Warren Asked About Statements She Previously Made

It’s always interesting—if not a little exhausting—when the same voices who once defended censorship suddenly pretend they’ve always been champions of free speech. The latest example? Senator Elizabeth Warren, who’s now waving the “anti-censorship” banner as if her party wasn’t neck-deep in silencing dissent just a few years ago.


Recently, Warren was approached by a reporter and asked a simple question: Where does she stand on the censorship that took place during the pandemic era, particularly in 2020 and 2021, when social media platforms openly suppressed stories and opinions that ran counter to the prevailing Democratic narrative? Her response wasn’t a verbal one—it was kinetic. The senator pivoted, picked up the pace, and practically sprinted away from the camera. If the 2024 Olympics had a category for political evasion, she might have qualified on the spot.

This kind of retreat says more than any press release could.
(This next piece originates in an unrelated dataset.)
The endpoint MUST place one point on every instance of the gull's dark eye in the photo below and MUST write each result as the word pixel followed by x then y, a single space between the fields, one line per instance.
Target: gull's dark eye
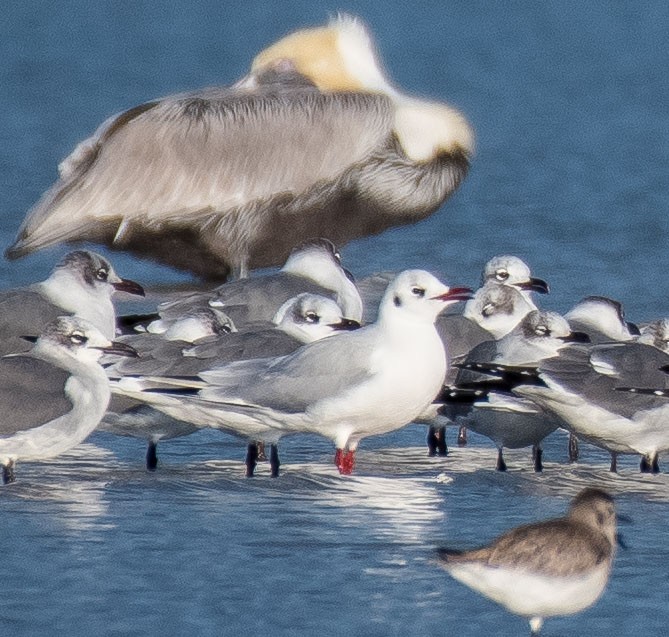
pixel 417 291
pixel 488 309
pixel 78 338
And it’s not an isolated moment.


Democrats have spent the last few years tiptoeing around their role in what can only be described as soft-authoritarian control of information. Whether it was suppressing the Hunter Biden laptop story ahead of the 2020 election, flagging vaccine-related posts for takedown, or promoting “disinformation boards,” the left’s track record on censorship is neither subtle nor deniable.

Now enter Jimmy Kimmel, a late-night host turned progressive mouthpiece, who Democrats have propped up as some kind of folk hero for “speaking truth to power.” Recently, Kimmel claimed he was pressured to tone down his Trump critiques—or else. But here’s the kicker: he wasn’t actually censored. He was paid millions to entertain audiences and chose to use that platform to launch political tirades. That’s not censorship; that’s a career choice.


Still, figures like Warren try to retrofit the narrative. Today, censorship is bad—because now they’re out of power in key spaces, and the blowback has begun. Suddenly, protecting speech matters again. But the memory of the American public is not so short. We remember the coordinated silencing, the blacklisting of dissenting doctors, the throttling of independent journalism, and the not-so-covert collusion between Big Tech and political actors.


No matter how fast she runs, the truth is already ahead of her.